Una lectura económica deja desnuda para quien quiera verla (o tal vez sólo para mí) cierta verdad sobre el turismo. El ramal pasa por lugares que el Estado dejó a su suerte. En algún momento hubo hoteles, pero la bicoca se hundió cuando un aristócrata puso una planta de celulosa que apestó literalmente la zona y no dio tanto trabajo como prometía. De todos modos, todavía hoy los burócratas de la capital van dando "capacitaciones" a los lugareños para vender su vino casero o sus comidas típicas como valores turísticos. La definición exacta de ruina: restos de algo.
El turismo suele crear mundos nuevos que se disfrazan de mundos antiguos. Hace florecer el papanatismo. Lo "auténtico" no es lo que los turistas encuentran cuando llegan ni lo que buscaban cuando partieron. No es lo que hubo ni lo que se produce como supuestamente idéntico a lo que hubo. La experiencia llamada "vino casero" que se da en bodegas particulares de hijos (arruinados) de viejos campesinos no puede evitar modificarse por la propia búsqueda de los turistas y por el deseo de enriquecimiento de los productores. El antiguo vino, que era sólo eso, vino, ya no existe precisamente porque queremos que exista. Lo único que hay son compulsivos deseos colectivos que suelen dejar una melancolía cuya causa queda oculta para quienes la sienten. La existencia del turismo crea la tradición y no al revés. Lo auténtico no existe. Eso que (no) es se va muriendo mientras le chupan o tratan de chuparle la sangre que le queda los burócratas que dan certificados de "apto" a los lugareños para etiquetarse a sí mismos, a sus cerdos de matanza, su vino y las tejas antiguas de sus casas. Pero qué demonio son las tradiciones, dónde está el límite entre la cultura con mayúsculas —si es que existe— y el casposo souvenir de rambla. Qué es el valor de lo nacional o provincial. Qué ficción o ruina de ficción es esa. Y la única pregunta que cuenta: cuánta pasta (plata, guita, cuartos, lana) nos puede dar todavía.

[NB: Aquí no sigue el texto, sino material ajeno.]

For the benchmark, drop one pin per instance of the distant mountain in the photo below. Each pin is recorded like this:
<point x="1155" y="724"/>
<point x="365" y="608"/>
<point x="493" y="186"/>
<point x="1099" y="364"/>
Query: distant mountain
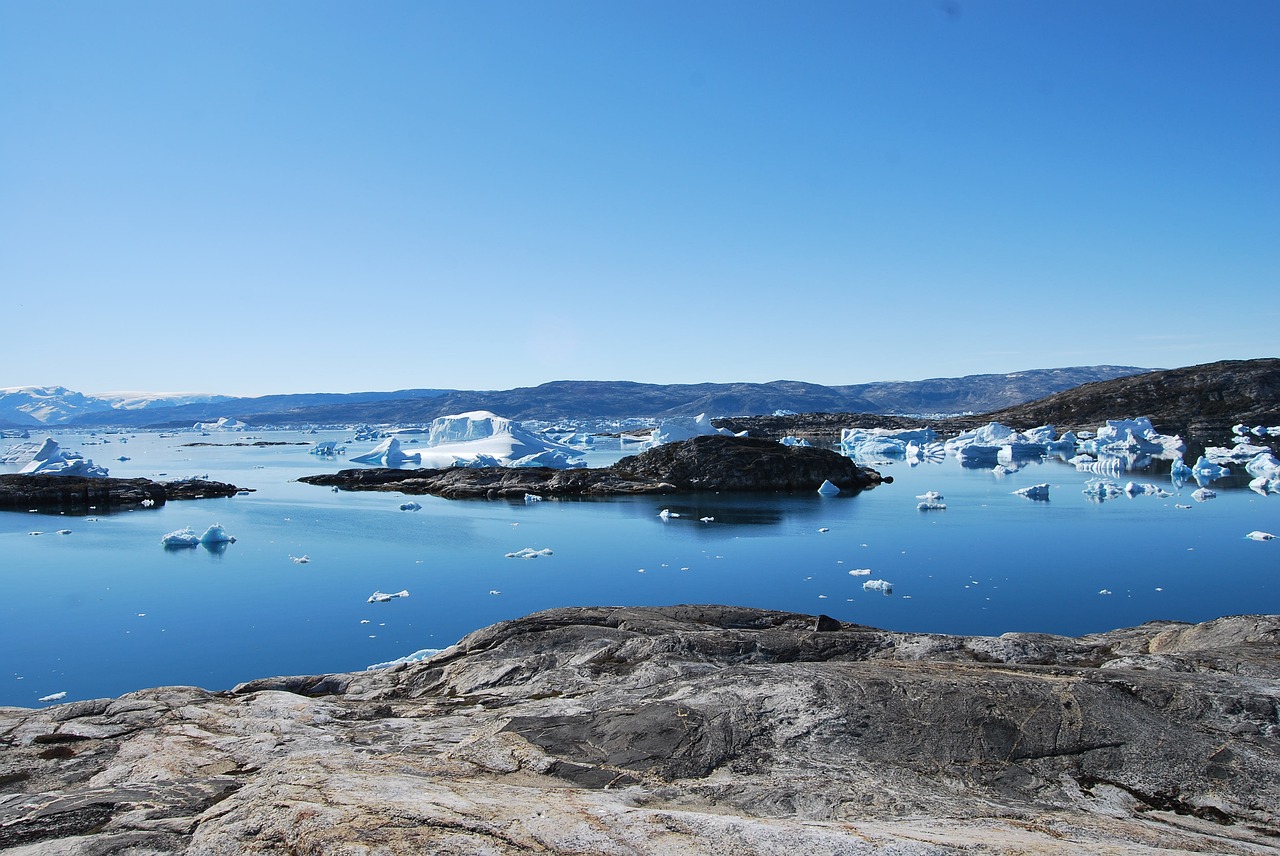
<point x="568" y="399"/>
<point x="1197" y="401"/>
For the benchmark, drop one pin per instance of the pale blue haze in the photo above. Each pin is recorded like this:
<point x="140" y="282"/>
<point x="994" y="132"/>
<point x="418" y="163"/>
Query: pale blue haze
<point x="270" y="197"/>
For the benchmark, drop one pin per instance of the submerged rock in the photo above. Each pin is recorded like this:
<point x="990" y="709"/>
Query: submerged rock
<point x="684" y="729"/>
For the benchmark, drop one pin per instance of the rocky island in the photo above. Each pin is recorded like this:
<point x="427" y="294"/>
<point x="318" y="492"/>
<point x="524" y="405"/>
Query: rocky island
<point x="80" y="494"/>
<point x="684" y="729"/>
<point x="711" y="462"/>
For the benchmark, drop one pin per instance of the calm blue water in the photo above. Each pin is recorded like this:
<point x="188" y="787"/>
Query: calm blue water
<point x="106" y="609"/>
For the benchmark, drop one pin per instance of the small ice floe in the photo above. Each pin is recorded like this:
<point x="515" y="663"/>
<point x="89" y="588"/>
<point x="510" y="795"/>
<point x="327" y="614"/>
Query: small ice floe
<point x="1034" y="491"/>
<point x="181" y="538"/>
<point x="529" y="553"/>
<point x="215" y="534"/>
<point x="382" y="596"/>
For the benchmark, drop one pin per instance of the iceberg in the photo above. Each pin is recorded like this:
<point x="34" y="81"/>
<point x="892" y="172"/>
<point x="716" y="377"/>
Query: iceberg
<point x="215" y="534"/>
<point x="1034" y="491"/>
<point x="388" y="454"/>
<point x="50" y="459"/>
<point x="382" y="596"/>
<point x="181" y="538"/>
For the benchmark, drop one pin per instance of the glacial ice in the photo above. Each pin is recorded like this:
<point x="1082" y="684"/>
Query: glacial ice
<point x="50" y="459"/>
<point x="215" y="534"/>
<point x="382" y="596"/>
<point x="181" y="538"/>
<point x="1034" y="491"/>
<point x="827" y="489"/>
<point x="388" y="454"/>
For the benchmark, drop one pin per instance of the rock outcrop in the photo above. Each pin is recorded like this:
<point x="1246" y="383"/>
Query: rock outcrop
<point x="711" y="462"/>
<point x="76" y="494"/>
<point x="684" y="729"/>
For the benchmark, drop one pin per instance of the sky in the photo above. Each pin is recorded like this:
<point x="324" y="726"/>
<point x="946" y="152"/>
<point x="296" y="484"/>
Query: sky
<point x="277" y="196"/>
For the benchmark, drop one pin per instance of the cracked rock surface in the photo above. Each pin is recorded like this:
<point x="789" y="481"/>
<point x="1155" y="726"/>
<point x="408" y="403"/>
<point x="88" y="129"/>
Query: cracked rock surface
<point x="684" y="729"/>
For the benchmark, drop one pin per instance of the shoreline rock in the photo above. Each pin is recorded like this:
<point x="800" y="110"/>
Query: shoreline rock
<point x="711" y="462"/>
<point x="77" y="494"/>
<point x="680" y="729"/>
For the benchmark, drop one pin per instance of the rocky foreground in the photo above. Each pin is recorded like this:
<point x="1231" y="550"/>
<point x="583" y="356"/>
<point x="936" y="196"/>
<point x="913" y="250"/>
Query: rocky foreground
<point x="78" y="494"/>
<point x="684" y="729"/>
<point x="704" y="463"/>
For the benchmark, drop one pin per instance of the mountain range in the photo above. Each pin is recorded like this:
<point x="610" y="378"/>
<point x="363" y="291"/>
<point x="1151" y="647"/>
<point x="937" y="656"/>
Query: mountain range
<point x="26" y="407"/>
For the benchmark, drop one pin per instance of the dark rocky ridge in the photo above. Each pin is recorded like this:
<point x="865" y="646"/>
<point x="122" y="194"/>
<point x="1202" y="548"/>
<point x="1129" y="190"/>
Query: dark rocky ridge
<point x="76" y="494"/>
<point x="712" y="462"/>
<point x="684" y="729"/>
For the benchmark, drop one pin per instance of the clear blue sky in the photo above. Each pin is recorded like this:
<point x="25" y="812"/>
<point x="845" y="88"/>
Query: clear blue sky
<point x="300" y="196"/>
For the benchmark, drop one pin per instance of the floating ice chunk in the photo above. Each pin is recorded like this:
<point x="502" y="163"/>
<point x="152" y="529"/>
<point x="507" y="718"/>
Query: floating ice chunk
<point x="382" y="596"/>
<point x="388" y="454"/>
<point x="416" y="657"/>
<point x="215" y="534"/>
<point x="529" y="553"/>
<point x="1034" y="491"/>
<point x="1207" y="470"/>
<point x="1101" y="489"/>
<point x="1264" y="465"/>
<point x="181" y="538"/>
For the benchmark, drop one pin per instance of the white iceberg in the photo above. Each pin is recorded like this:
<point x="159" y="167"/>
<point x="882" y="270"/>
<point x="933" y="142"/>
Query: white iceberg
<point x="50" y="459"/>
<point x="215" y="534"/>
<point x="181" y="538"/>
<point x="388" y="454"/>
<point x="529" y="553"/>
<point x="827" y="489"/>
<point x="1034" y="491"/>
<point x="223" y="424"/>
<point x="382" y="596"/>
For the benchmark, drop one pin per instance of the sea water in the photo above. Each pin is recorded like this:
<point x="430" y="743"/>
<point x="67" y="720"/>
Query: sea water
<point x="105" y="609"/>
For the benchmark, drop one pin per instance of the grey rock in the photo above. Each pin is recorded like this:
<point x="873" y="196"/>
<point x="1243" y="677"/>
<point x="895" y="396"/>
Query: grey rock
<point x="705" y="729"/>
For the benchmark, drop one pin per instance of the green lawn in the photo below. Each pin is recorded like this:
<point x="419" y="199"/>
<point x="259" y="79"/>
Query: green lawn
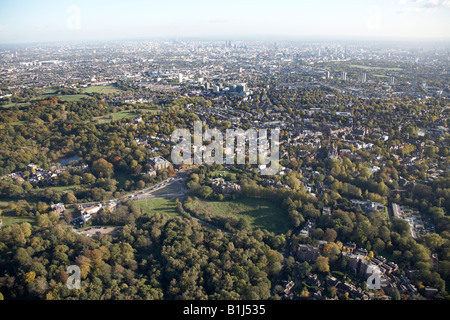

Durante la lectura sabemos de mujeres que trabajan en invernaderos de tomates y que se prostituyen para sacar un extra. Hay gente que denuncia a la policía a adolescentes que están en la calle simplemente por estar en la calle. Hay críos mendigando, envueltos en mantas. Una mujer púber se ofrece a sí misma al afuerino como pareja; la vida de esa niña ha sido tan difícil que confunde ser tratada sin agresividad con ser muy bien tratada. La miseria nos resulta difícil de entender porque se aloja en el cuerpo. Es emocional. Tensa los músculos. Mirarla solamente no es bastante: vemos sólo una cara, como cuando miramos la luna, y la vemos muy mal. Y sí, ya lo sé, nuestra crisis de ahora, el cuarto mundo, etcétera. Pero aun así.